It seems
to me that there are some hidden assumptions in this discussion that should be exposed. For
example, where is the boundary between the "business" and the
technology that implements it? I'd say that a web service isn't the business, just one of the
widgets used to conduct business. The "business" is an abstraction that is independent of the
implementing technology. The "business" has layers, as does the
implementing technology. Change arises from any of the layers. How
that is managed varies with the
culture of the layer and the organizations doing business.
In the
case of the USPTO disseminating patent and trademark information, there are at least the
following layers of activity to consider:
1. For
the broad context, we look to the industrial property (IP) industry (patents and trademarks, but not copyright), to the information
technology (IT) industry, and to US Federal regulations that set the tone and
framework for information dissemination activities in general. Policy decisions are at this level.
2. There are parts of the Code of Federal
Regulations that address patents and trademarks specifically, amplified by Federal Register notices, with exhaustive detail in the manuals for patent and
trademark examining procedures that guide examiners and applicants. With the addition of the occasional court
decision, this
is usually the level form which "business rule changes" arise for patent data.
3. But there are lower-level
business procedures as well that govern
and manage file-wrapper creation, updating, retirement, and disposition; examiner behavior; dispute resolution; and a myriad of other details required to process the approximately 180,000 patents published
in a year, as well as the approximately 400,000 applications received in a year. Many Federal regulations
apply here (privacy, security, 508 compliance, etc.) These procedures can motivate data changes as well.
(The Patent Office "owns" the above business activities, while the
Office of the CIO "owns" the following IT activities.)
4. There are also IT
procedures and processes that are engaged to manage
patent data at the lowest logical and physical levels, which is where the XML schema reside. This has largely to do with
creating the dissemination products for their primary use, which is to
build search systems for patent examiners and the public. Federal regulations are implemented here
following "best practices" and relevant IT standards. Relevant standards include
the output of the W3C, Oasis, ISO, the World Intellectual Property Organization
(WIPO), as well as a few US Federal agencies. Internal IT best practices
and procedures also provide constraints. US schemas for patent documents are a local implementation of a WIPO standard.
5. The dissemination activity
itself.
This activity manages subscriptions, provides limited customer support
(documents changes from version to version, maintains an FAQ, for example), maintains a catalog, and maintains an archive of the
products. Strictly a "come and get
it" operation.
A change
can be entirely IP business motivated, entirely IT motivated,
imposed by Federal regulation, or some combination of the
above. Some
of these activities will change the meaning of data without altering
the data or its syntax. Others will change syntax without altering meaning or the data.
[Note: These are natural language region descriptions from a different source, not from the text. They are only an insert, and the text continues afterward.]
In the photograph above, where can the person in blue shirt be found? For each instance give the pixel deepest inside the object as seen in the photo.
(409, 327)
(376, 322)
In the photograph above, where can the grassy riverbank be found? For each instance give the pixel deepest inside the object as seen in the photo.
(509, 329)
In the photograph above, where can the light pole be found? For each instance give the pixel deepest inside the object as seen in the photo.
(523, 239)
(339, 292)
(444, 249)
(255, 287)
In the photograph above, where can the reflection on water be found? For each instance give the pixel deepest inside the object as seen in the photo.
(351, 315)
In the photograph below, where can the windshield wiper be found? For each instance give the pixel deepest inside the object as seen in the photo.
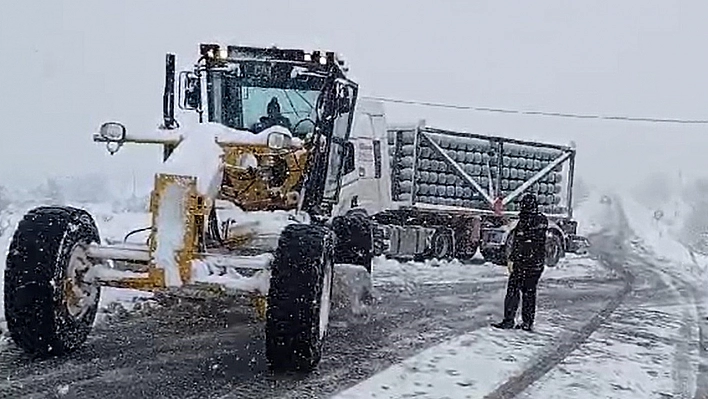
(291, 102)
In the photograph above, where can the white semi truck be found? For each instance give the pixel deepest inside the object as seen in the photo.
(431, 193)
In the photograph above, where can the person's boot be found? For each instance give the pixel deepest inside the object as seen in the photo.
(504, 324)
(526, 326)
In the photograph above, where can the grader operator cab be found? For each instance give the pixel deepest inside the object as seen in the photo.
(271, 136)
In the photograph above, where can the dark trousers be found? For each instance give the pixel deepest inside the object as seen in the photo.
(524, 280)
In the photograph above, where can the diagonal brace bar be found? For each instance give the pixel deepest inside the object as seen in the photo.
(538, 176)
(461, 172)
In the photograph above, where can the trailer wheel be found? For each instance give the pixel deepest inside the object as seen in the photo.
(554, 249)
(355, 240)
(442, 244)
(299, 298)
(49, 307)
(495, 256)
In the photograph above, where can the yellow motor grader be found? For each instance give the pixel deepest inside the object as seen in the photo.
(269, 136)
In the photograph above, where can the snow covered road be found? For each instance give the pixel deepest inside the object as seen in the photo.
(631, 328)
(218, 352)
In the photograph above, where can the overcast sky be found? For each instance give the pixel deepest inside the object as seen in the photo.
(67, 66)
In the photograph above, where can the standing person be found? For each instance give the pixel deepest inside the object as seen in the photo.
(526, 263)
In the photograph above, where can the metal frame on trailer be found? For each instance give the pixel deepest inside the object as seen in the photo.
(422, 132)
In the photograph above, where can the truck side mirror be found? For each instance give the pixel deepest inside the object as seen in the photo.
(190, 91)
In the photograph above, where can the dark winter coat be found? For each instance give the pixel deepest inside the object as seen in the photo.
(529, 240)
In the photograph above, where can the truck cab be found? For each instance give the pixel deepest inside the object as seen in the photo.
(366, 176)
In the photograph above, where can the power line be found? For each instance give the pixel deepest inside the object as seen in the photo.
(541, 113)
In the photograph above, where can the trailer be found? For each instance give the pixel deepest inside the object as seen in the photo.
(434, 193)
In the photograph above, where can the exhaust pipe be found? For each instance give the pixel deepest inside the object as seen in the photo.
(168, 99)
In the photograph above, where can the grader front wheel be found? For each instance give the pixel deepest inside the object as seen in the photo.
(49, 306)
(299, 298)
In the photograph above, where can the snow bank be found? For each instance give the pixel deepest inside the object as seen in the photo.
(655, 234)
(594, 214)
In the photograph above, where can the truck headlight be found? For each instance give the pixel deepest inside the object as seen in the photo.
(278, 140)
(112, 131)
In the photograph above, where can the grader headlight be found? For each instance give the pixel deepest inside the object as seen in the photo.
(247, 160)
(277, 140)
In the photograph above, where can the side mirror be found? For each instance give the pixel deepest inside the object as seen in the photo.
(190, 90)
(113, 134)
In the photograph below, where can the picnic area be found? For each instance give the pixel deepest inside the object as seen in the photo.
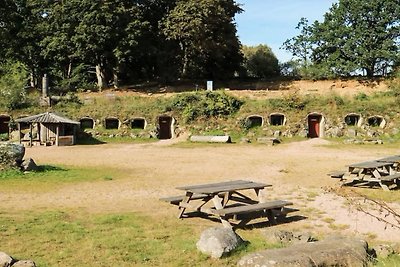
(116, 189)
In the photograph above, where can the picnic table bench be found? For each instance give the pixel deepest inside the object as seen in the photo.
(229, 202)
(382, 172)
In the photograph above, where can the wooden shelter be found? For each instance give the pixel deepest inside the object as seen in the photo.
(50, 129)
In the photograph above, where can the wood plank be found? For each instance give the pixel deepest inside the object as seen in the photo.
(370, 164)
(228, 188)
(391, 159)
(392, 177)
(190, 187)
(180, 198)
(252, 208)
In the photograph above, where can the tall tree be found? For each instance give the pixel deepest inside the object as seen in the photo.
(21, 32)
(260, 61)
(206, 34)
(106, 33)
(357, 35)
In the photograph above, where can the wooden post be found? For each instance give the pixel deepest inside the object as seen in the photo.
(57, 133)
(19, 133)
(30, 135)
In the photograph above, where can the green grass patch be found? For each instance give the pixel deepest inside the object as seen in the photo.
(391, 261)
(70, 238)
(379, 194)
(51, 177)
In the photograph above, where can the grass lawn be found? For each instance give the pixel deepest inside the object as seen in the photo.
(74, 237)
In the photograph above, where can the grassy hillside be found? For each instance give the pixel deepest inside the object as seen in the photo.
(225, 111)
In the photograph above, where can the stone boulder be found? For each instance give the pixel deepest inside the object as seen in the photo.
(286, 237)
(384, 250)
(29, 165)
(338, 251)
(218, 241)
(5, 260)
(11, 155)
(24, 263)
(268, 141)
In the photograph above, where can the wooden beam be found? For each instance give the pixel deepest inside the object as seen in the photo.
(19, 132)
(30, 135)
(57, 133)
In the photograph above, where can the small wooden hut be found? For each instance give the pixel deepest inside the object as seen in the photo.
(50, 129)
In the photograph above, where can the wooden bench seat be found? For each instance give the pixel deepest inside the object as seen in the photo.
(175, 200)
(277, 204)
(391, 177)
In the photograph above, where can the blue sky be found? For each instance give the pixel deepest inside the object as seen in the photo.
(271, 22)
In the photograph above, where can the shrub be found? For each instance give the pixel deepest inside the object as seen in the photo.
(204, 104)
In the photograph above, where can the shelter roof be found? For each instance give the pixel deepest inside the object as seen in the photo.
(47, 117)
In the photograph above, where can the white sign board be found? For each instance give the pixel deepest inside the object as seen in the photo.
(209, 85)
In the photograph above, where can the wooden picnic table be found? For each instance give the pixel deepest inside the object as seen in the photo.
(380, 172)
(228, 201)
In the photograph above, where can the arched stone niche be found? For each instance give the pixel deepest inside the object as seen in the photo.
(87, 123)
(255, 121)
(376, 121)
(138, 123)
(112, 123)
(277, 119)
(4, 124)
(316, 125)
(353, 119)
(166, 127)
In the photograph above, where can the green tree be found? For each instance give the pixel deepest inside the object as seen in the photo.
(22, 32)
(260, 61)
(206, 34)
(355, 35)
(13, 79)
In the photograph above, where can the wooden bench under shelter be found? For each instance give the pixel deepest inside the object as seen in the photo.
(229, 202)
(383, 172)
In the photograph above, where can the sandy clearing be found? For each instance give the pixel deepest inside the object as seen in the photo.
(297, 171)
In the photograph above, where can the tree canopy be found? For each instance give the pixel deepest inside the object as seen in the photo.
(354, 36)
(260, 61)
(113, 40)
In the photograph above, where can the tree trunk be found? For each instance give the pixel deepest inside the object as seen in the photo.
(101, 77)
(115, 77)
(69, 71)
(185, 59)
(32, 80)
(370, 72)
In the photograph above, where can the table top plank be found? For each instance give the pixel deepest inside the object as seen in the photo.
(190, 187)
(391, 159)
(228, 188)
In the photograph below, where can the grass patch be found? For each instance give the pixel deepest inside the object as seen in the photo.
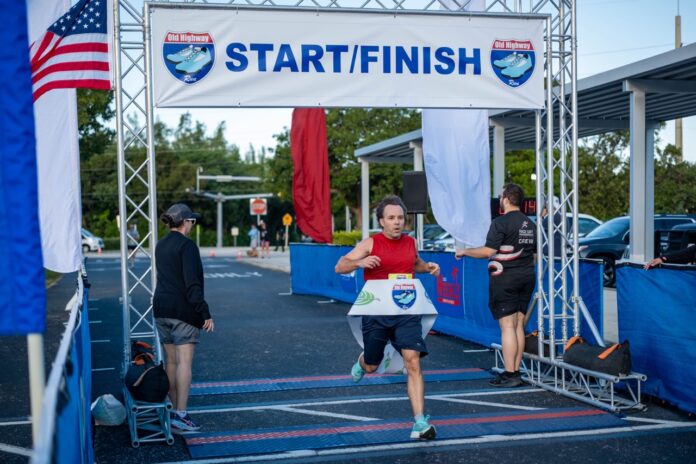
(52, 278)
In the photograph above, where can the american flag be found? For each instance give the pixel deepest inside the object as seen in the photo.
(74, 51)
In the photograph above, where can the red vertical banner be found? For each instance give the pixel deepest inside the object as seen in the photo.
(310, 178)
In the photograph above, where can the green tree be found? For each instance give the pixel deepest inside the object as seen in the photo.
(674, 182)
(603, 176)
(94, 112)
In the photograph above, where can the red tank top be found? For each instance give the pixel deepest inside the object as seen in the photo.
(397, 256)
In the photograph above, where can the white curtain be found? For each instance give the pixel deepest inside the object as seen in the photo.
(456, 153)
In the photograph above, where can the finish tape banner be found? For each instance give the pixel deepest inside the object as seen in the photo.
(244, 57)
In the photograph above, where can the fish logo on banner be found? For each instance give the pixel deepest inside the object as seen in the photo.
(404, 295)
(513, 61)
(189, 56)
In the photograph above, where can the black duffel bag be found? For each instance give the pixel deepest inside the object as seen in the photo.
(613, 360)
(147, 381)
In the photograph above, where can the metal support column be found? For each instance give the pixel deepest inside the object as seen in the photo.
(418, 166)
(642, 224)
(365, 197)
(498, 158)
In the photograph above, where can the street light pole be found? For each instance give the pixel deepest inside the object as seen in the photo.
(219, 234)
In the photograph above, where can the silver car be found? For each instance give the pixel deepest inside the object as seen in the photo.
(91, 242)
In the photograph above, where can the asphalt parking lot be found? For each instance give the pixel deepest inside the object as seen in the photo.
(263, 333)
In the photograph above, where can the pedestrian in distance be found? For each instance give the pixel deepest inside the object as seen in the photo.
(179, 307)
(510, 246)
(392, 252)
(264, 237)
(280, 239)
(253, 240)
Others will change the data without altering meaning or syntax.
This is
relevant because it determines whether there is any sense in which a
Schema change could be forward or backward compatible. Those who set policy, pass
laws, write regulations, or set the rules for patent examination, on the whole, do not concern themselves with forward compatibility for the corresponding XML schema (nor should they).
It is a
paramount rule for our XML Schema creation,
however, that the Schema is as faithful a reflection of the
business as we can make it, generally without regard to the consequences for IT. This tight coupling of the Schema and the business has
the consequence of making the XML very sensitive to change in the business. The agility needed to quickly adapt to those changes must
therefore be achieved by loosely-coupled widgets in the
implementation. (I mention this in case someone wants to decouple
the schema from the business to solve the problem of change management; that
would deflate the primary selling point for XML, in my judgment.)
On the
other hand, if the motivation for a change is from the IT level, or non-IP regulatory level, there
might be greater opportunity for achieving
forward or backward compatibility. In actual practice, while backward
compatibility is considered and incorporated where possible, we have
never considered forward compatibility a desirable goal. I think
this is largely due to the fact that patent data is more document-centric, unlike the
CDC example that Roger gave, which is more data-centric.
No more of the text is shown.